Der Austausch zwischen den beiden Gesellschaften hinterließ viele Spuren in Kunst und Kultur. Am engsten waren ihre Beziehungen im vierten und fünften Jahrhundert n. Chr., in der sogenannten frühen Klassik Mesoamerikas. Allerdings streiten die Forscher darüber, ob diese Beziehungen friedlich und auf Gegenseitigkeit beruhten oder ob sie von Gewalt und Herrschaft geprägt waren.

An einem sonnigen Sommermorgen arbeitet die Archäologin Nawa Sugiyama vom UC Riverside in einem Tunnel, den ihr Team unter einer beeindruckenden Pyramide gegraben hat. Direkt an der Straße der Toten und zwischen den gewaltigen Sonnen- und Mondpyramiden befindet sich das Gebäude auf dem Platz der Säulen, der aus mehreren miteinander verbundenen Plätzen und großen Pyramiden besteht.
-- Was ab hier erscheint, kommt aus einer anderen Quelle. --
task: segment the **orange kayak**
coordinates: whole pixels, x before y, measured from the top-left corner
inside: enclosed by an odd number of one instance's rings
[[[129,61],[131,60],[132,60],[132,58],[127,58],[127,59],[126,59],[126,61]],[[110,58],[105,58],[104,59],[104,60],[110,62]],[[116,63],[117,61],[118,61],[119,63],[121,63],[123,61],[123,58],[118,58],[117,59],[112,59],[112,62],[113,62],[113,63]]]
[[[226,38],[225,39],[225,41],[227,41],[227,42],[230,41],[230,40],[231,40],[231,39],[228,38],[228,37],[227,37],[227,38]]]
Sugiyama kauert unter der niedrigen Decke des Tunnels und inspiziert Dutzende Keramikscherben, die von ihren Studenten und Projektmitarbeitern sorgfältig ausgegraben wurden.

Die Gesichter waren aus den Gemälden weggekratzt, ein Akt der absoluten Auslöschung

Die Scherben zeigen eine Mischung aus Maya- und Teotihuacán-Stil und zeugen nicht von Gewalt, sondern von Feierlichkeiten: Die feine Keramik wurde zerbrochen, um sie am Ende eines Festes als eine Art Opfergabe feierlich in eine Grube zu geben. Die Forscher haben bereits mehr als 10 000 Keramikstücke ausgegraben, durchschnittlich 250 pro Tag. "Ich habe so etwas noch nie gesehen", sagt Sugiyama. Sie vermutet, dass die Bewohner Teotihuacáns und die Maya-Gäste gemeinsam gefeiert haben, vielleicht um die Fertigstellung der Pyramide zu feiern. Die Radiokarbondatierung verbrannter Speisereste, Kaninchenknochen, Mais und Yucca belegt, dass das Fest zwischen 300 und 350 n. Chr. stattgefunden haben muss.

Auf der anderen Seite des Platzes haben Sugiyama und ihre Mitarbeiter Mauerwerk entdeckt, das einst mit Maya-Mustern verziert war, in lebendigen Farben wie Blau und Grün. Vielleicht waren die Maya, die hier lebten, Diplomaten oder Adlige, die Bündnisse stärken und königliche Ehen erleichtern sollten, sagt David Carballo, Archäologe an der Boston University.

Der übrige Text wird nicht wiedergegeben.